Golden Dome is being built as a layered missile-defense shield intended to counter traditional, advanced, and hypersonic threats. The Space Systems Command said the interceptor effort is aimed at a proliferated low-Earth-orbit constellation capable of boost, midcourse, and glide-phase engagements.

The company list also includes Anduril, Booz Allen Hamilton, General Dynamics Mission Systems, GITAI USA, Lockheed Martin, Northrop Grumman, Quindar, Raytheon, True Anomaly, and Turion Space. Golden Dome overall has been estimated at about $185 billion, with some projections suggesting substantially higher long-term costs if the interceptor fleet expands.

ICEYE Names Eric Jensen Chief Operating Officer

ICEYE appointed Eric Jensen as chief operating officer on June 2, 2026, giving him responsibility for the company’s global operations and an international workforce of more than 1,000 people.

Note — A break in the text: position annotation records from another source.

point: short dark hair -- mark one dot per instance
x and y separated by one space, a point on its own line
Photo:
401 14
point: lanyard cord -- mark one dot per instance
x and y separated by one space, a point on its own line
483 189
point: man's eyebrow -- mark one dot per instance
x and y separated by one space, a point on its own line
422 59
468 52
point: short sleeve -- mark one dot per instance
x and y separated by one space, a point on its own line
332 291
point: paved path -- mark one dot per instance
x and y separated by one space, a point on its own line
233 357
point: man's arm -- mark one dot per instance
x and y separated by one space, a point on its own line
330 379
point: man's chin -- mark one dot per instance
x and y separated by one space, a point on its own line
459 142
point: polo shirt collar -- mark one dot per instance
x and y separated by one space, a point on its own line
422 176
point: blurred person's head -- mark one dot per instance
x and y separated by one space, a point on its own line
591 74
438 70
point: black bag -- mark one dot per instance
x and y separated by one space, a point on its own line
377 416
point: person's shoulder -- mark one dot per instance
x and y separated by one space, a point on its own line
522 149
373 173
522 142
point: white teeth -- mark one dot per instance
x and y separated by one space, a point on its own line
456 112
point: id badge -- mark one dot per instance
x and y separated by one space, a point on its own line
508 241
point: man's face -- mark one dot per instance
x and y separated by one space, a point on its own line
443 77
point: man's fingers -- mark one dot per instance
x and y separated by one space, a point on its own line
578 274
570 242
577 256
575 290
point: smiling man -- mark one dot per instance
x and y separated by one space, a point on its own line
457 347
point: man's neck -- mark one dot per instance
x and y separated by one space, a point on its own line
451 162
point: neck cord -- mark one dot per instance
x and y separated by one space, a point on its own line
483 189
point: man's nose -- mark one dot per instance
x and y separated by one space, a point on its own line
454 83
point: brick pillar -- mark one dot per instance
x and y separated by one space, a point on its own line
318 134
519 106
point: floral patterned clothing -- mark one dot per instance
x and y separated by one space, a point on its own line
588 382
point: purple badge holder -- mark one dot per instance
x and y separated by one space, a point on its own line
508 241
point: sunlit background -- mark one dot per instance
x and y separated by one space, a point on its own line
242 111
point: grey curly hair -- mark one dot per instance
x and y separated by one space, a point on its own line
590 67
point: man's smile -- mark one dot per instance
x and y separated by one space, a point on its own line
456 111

The Finnish synthetic aperture radar specialist said the move is intended to strengthen industrial and operational execution as it scales its satellite constellation and data services. Jensen previously led ICEYE US, where he focused on mission delivery for American defence, national security and federal government customers.

The appointment comes as ICEYE expands its position in Earth observation for government, defence, insurance and disaster-response markets. The company’s business model combines satellite production with analytical services, making operational control across launch, mission management, data collection and customer delivery central to its growth.

U.S. maritime pressure intensifies in the Strait of Hormuz as Iran confrontation escalates

The Strait of Hormuz crisis has moved into an active naval confrontation, with U.S. forces seeking to secure maritime transit while maintaining a blockade posture against Iran. The latest reporting points to American strikes on Iranian assets near the strait on 18 April 2026, alongside claims that six small boats were sunk during an attempt to reopen the passage.

Separate coverage says U.S. forces struck two Iranian ports bordering Hormuz as part of “self-defense strikes.” Earlier in the month, a secondary synthesis dated 13 April 2026 said Washington imposed a naval blockade after the collapse of the Islamabad Talks. The immediate focus is freedom of navigation through one of the world’s most sensitive oil chokepoints. Iranian messaging has also shifted, with one regional intelligence source saying Tehran backed away from reopening the strait under U.S. pressure.

Hamburg Airport Launches Four-Month Autonomous Security Robot Pilot

Hamburg Airport began a four-month pilot on 3 June 2025 with autonomous security robots from Swiss firm Ascento to patrol the outer fence and detect damage or possible intrusions. The robots complement, rather than replace, airport security staff and are being tested for perimeter protection, airside intrusion prevention and better use of human resources.

The units patrol autonomously along the fence line, using cameras, sensors and obstacle-avoidance capabilities to report holes, breaches and other anomalies to the security control room. They can operate at night and in varying weather conditions, sending live images and alerts in real time.

The trial reflects Hamburg Airport’s wider use of digital and AI-based operations tools, while also addressing security staffing constraints and the need for continuous monitoring across long perimeter sections. The airport will evaluate the robots’ reliability, detection quality and operational value before deciding whether to extend the deployment.